National Filaria Day was observed on 15th November and all the 250 Filaria endemic districts have been covered under MDA with a coverage of 82% against eligible population of 518 million.

MDA - 2008

MDA 2008 was observed on 11th November 2008, however, some states rescheduled the date observed in December, January and February. Tamil Nadu could observe after election. Bihar has not observed MDA 2008 in all the 38 filaria endemic districts. The coverage of eligible population was 86.03% in MDA 2008.

MDA - 2009

Mass Drug Administration (MDA) - 2009 round was staggered starting since 11th November, 2009 and 18 states/UTs observed. State of Uttar Pradesh and Assam could not observe MDA. The reported coverage of MDA by states is 86.70%.

MDA - 2010

Mass Drug Administration (MDA)-2010 round was implemented in 18 out of 20 endemic states/UTs. Tamil Nadu and West Bengal could not observe MDA. The overall coverage reported from 18 states is 84.38%.

MDA - 2011

Mass Drug Administration (MDA) - 2011 round started since Nov, 2011 and 18 out of 20 States have completed with average coverage of about 87.89%. MDA 2011 round in Jharkhand is scheduled on 24th 28th September, 2012. Bihar could not observe MDA-2011 round and in Uttar Pradesh was observed in 14 out of 50 endemic districts.

MDA - 2012

MDA-2012 round started in November 2012. Out of 20 endemic states/UTs, MDA was to be observed in 17 except Goa, Puducherry and Daman & Diu as these were found to be fit for Transmission Assessment Survey (TAS). Transmission Assessment Survey conducted in Goa Puducherry & 1 district of Tamil Nadu and these districts passed for MDA stoppage.

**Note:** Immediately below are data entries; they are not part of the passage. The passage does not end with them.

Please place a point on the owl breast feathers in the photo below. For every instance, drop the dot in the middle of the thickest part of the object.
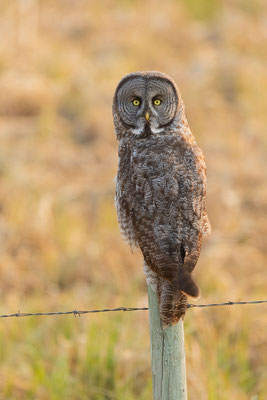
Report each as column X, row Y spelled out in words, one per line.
column 161, row 186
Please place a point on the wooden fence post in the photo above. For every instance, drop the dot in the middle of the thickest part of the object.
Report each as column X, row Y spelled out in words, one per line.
column 167, row 355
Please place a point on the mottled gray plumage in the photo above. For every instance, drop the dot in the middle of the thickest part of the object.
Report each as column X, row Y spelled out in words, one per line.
column 161, row 186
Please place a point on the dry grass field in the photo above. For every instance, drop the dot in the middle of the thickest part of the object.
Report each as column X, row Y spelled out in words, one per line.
column 61, row 249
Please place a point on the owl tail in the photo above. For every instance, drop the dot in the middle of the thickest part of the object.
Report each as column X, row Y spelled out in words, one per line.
column 186, row 284
column 172, row 303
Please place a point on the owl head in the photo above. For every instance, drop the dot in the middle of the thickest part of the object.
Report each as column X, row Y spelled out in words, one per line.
column 146, row 103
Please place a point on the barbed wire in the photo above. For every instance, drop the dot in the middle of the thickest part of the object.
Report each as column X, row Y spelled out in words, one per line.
column 81, row 312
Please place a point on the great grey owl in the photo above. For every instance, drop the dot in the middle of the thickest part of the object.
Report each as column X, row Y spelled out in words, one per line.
column 160, row 186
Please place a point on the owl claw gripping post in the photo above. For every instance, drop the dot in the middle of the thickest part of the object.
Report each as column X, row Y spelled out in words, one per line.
column 161, row 186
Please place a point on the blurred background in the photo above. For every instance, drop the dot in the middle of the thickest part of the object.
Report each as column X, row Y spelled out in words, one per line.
column 61, row 248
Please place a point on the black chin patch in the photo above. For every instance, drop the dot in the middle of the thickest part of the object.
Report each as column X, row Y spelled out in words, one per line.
column 147, row 130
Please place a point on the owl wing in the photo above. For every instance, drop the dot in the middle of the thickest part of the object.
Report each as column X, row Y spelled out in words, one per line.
column 169, row 220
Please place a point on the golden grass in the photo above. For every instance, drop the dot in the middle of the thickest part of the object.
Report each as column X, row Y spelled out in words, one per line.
column 60, row 243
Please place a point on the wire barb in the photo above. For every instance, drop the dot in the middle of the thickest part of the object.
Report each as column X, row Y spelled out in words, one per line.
column 79, row 313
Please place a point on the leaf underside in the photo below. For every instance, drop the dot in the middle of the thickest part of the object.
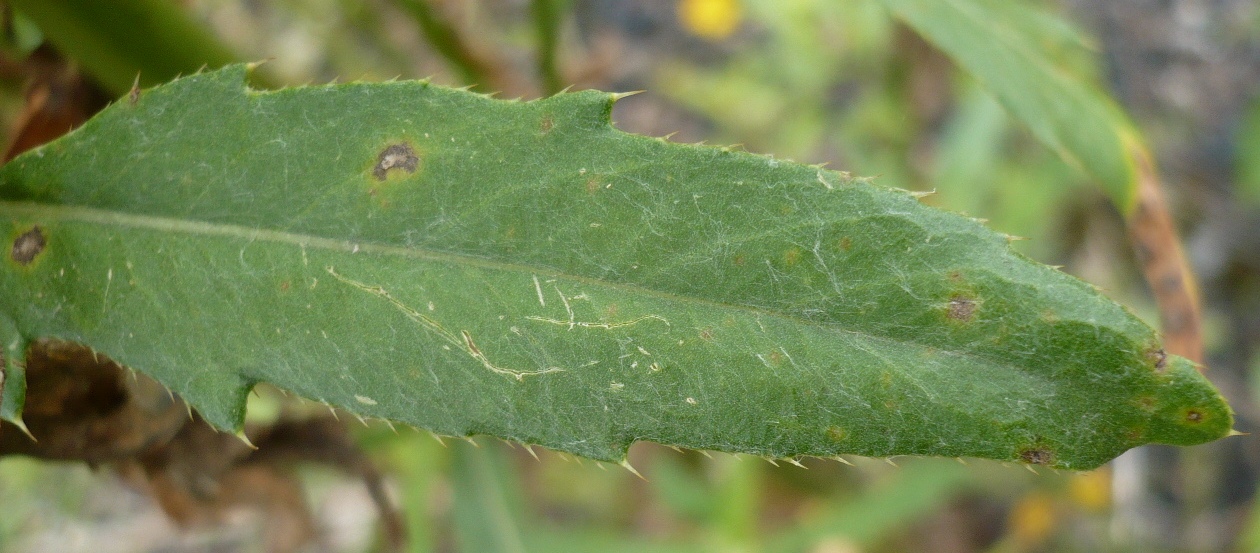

Upscaling Mass Drug Administration


Note:

2005: Tamil Nadu in 14 districts not done.
2006: Chhattisgarh (9 districts), Kerala (11 districts), Tamil Nadu(14 districts), West Bengal (12 districts) and Puducherry Not done.
2008: Bihar, 38 districts not done.
2009: Assam (7 districts) and Uttar Pradesh (50 districts) not done.
2010: Tamil Nadu (20 districts) and West Bengal (12 districts) not done.
2011: Bihar (38 districts) and Uttar Pradesh (36 districts) not done. Report of 8 districts (Chattisgarh) yet to be received. Jharkhand (15 districts) yet to observe MDA.
2012: Out of 17 states and UTs, 11 States have completed MDA 2012 round. Out of which 10 states/UTs have reported over all coverage of 87%. In rest 6 states preparation for MDA is in progress.